Sum of order polynomials of a set of posets

Question

Let $n\in \mathbb{Z}_{>0}$. For every subset $S\subseteq \left[ n-1\right]$ we define a poset $P_S=\left([n],\le_{P_S}\right)$ given by the covering relation $\lessdot$ which is defined as \begin{align*} &\forall i\in S & i+1&\lessdot i \\ &\forall i\in\left[n-1\right]\setminus S & i&\lessdot i+1\\ \end{align*}

For instance if $n=3$ we have the posets

Useful Definitions

• A function $f\colon P_S\to [m]$ is called order-preserving for $P_S$, if for any $x,y\in P_S$ $$x<_{P_S}y\implies f(x)\le f(y),$$ where $m\in\mathbb{Z_{>0}}$.
• We denote with $\Omega(P_S,m)$ the order polynomial of $P_S$ for $m$, i.e. $$\Omega(P_S,m)=\#\left\{ f\colon P_S\to [m]\,\mid f\;\; \text{is order-preserving}\right\}$$
• We call an order-preserving bijection $\omega\colon P_S\to[n]$ natural labeling of $P_S$.
• For any permutation $w\in\mathcal{S}_n$ we denote with $\mathsf{Des}(w)$ the descent set of $w$, i.e. $$\mathsf{Des}(w)=\left\{ i\in\left[n\right]\mid w\left(i\right)>w\left(i+1\right)\right\} $$
• We denote with $A_S$ the set of permutations that corresponds to the natural labelings of $P_S$, i.e. $$A_{S}=\left\{ w\in\mathcal{S}_{n}\mid w=\left(\omega\left(1\right),\omega\left(2\right),\dots,\omega\left(n\right)\right)\text{ for some natural labeling }\omega\text{ of }P_{S}\right\} $$

---

The question

We want to calculate, for any given $m\in\mathbb{Z}_{>0}$ the sum of the order polynomials on the subsets $S\subseteq[n-1]$, i.e. $$\sum_{S\subseteq[n-1]}\Omega\left(P_{S},m\right).$$

---

My progress

It seems that the requested sum is equal to

$$m(1+m)^{n-1},$$

but I did not manage to show it.

---

It is not hard to show that the set of all the natural labelings for a given subset $S$ has the same cardinality as the set of all permutations of $[n]$ with descent set equal to $S$, i.e. $$\#A_S=\#\left\{ \omega\colon P_{S}\to[n]\mid\omega\;\text{natural labeling}\right\} =\#\left\{ w\in\mathcal{S}_{n}\mid\mathsf{Des}\left(w\right)=S\right\} .$$

It is well known that $$\Omega\left(P_{S},m\right)=\sum_{w\in A_{S}}\binom{m+n-\mathsf{des}\left(w\right)-1}{n}.$$

I tried to use these facts in order to calculate the requested sum but I failed...
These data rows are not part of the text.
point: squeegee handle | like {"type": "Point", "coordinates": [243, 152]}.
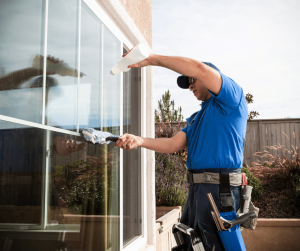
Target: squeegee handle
{"type": "Point", "coordinates": [243, 218]}
{"type": "Point", "coordinates": [114, 139]}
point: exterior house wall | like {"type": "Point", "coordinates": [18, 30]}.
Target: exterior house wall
{"type": "Point", "coordinates": [141, 14]}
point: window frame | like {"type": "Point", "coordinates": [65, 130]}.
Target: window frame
{"type": "Point", "coordinates": [140, 241]}
{"type": "Point", "coordinates": [106, 19]}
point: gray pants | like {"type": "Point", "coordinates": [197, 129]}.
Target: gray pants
{"type": "Point", "coordinates": [197, 211]}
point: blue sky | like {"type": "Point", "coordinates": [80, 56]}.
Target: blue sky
{"type": "Point", "coordinates": [255, 42]}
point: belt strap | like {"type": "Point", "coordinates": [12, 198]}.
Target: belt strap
{"type": "Point", "coordinates": [213, 178]}
{"type": "Point", "coordinates": [225, 193]}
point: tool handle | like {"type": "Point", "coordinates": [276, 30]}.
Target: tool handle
{"type": "Point", "coordinates": [114, 139]}
{"type": "Point", "coordinates": [243, 218]}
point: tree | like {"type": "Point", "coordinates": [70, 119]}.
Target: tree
{"type": "Point", "coordinates": [166, 111]}
{"type": "Point", "coordinates": [249, 100]}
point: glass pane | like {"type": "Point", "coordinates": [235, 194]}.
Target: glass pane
{"type": "Point", "coordinates": [111, 84]}
{"type": "Point", "coordinates": [22, 37]}
{"type": "Point", "coordinates": [90, 94]}
{"type": "Point", "coordinates": [62, 46]}
{"type": "Point", "coordinates": [132, 226]}
{"type": "Point", "coordinates": [84, 194]}
{"type": "Point", "coordinates": [22, 155]}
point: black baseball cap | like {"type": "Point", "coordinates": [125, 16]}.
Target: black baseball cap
{"type": "Point", "coordinates": [183, 81]}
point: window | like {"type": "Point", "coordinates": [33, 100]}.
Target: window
{"type": "Point", "coordinates": [65, 199]}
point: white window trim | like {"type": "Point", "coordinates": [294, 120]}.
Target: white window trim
{"type": "Point", "coordinates": [98, 10]}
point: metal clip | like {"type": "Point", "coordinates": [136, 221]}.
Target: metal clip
{"type": "Point", "coordinates": [190, 178]}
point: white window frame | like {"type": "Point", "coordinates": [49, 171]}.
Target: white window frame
{"type": "Point", "coordinates": [141, 241]}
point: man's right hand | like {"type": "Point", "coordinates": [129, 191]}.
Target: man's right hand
{"type": "Point", "coordinates": [129, 142]}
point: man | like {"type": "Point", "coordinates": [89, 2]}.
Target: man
{"type": "Point", "coordinates": [214, 136]}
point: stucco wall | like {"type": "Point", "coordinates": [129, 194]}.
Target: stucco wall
{"type": "Point", "coordinates": [141, 13]}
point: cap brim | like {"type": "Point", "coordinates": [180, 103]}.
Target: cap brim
{"type": "Point", "coordinates": [183, 82]}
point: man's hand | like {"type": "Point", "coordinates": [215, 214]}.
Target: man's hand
{"type": "Point", "coordinates": [66, 146]}
{"type": "Point", "coordinates": [129, 142]}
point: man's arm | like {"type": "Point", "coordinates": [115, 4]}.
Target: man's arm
{"type": "Point", "coordinates": [209, 77]}
{"type": "Point", "coordinates": [163, 145]}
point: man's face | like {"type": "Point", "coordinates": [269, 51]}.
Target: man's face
{"type": "Point", "coordinates": [200, 92]}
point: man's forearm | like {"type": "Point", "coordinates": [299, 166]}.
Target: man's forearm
{"type": "Point", "coordinates": [163, 145]}
{"type": "Point", "coordinates": [185, 66]}
{"type": "Point", "coordinates": [208, 76]}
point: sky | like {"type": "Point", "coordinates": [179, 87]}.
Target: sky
{"type": "Point", "coordinates": [254, 42]}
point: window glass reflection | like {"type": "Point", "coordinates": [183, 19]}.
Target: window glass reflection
{"type": "Point", "coordinates": [84, 193]}
{"type": "Point", "coordinates": [62, 45]}
{"type": "Point", "coordinates": [91, 89]}
{"type": "Point", "coordinates": [132, 220]}
{"type": "Point", "coordinates": [22, 37]}
{"type": "Point", "coordinates": [22, 161]}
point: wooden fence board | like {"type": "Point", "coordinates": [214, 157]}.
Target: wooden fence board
{"type": "Point", "coordinates": [261, 133]}
{"type": "Point", "coordinates": [292, 131]}
{"type": "Point", "coordinates": [283, 138]}
{"type": "Point", "coordinates": [273, 138]}
{"type": "Point", "coordinates": [297, 135]}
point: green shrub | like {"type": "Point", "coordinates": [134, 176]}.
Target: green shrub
{"type": "Point", "coordinates": [171, 187]}
{"type": "Point", "coordinates": [280, 176]}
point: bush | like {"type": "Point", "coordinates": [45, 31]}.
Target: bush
{"type": "Point", "coordinates": [171, 187]}
{"type": "Point", "coordinates": [280, 176]}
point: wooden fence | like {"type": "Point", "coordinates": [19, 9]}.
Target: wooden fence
{"type": "Point", "coordinates": [265, 132]}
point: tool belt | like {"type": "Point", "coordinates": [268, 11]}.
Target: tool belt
{"type": "Point", "coordinates": [213, 178]}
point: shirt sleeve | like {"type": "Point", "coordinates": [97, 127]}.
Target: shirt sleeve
{"type": "Point", "coordinates": [184, 129]}
{"type": "Point", "coordinates": [230, 95]}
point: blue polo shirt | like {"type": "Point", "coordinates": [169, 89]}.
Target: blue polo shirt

(P.S. I posted this question on Math Stack Exchange some days ago, without getting an answer. If this question does not fit here, I will agreeable delete it.)

Answer 1

The key result is equation (1) of the paper here, which expresses the chromatic polynomial $\chi(G,m)$ of a graph $G$ as a sum of strict order polynomials $\overline{\Omega}(\overline{\mathcal{O}},m)$ of the transitive (and reflexive) closures $\overline{\mathcal{O}}$ of the acyclic orientations $\mathcal{O}$ of $G$. If we take $G$ to be an $n$-vertex path, then we get $$ \chi(G,m) = \sum_{S\subseteq[n-1]}\overline{\Omega}(P_S,m). $$ Now $\chi(G,m)=m(m-1)^{n-1}$. Moreover, by the reciprocity theorem for order polynomials, $$ \overline{\Omega}(P_S,m) = (-1)^n\Omega(P_S,-m), $$ and the result follows.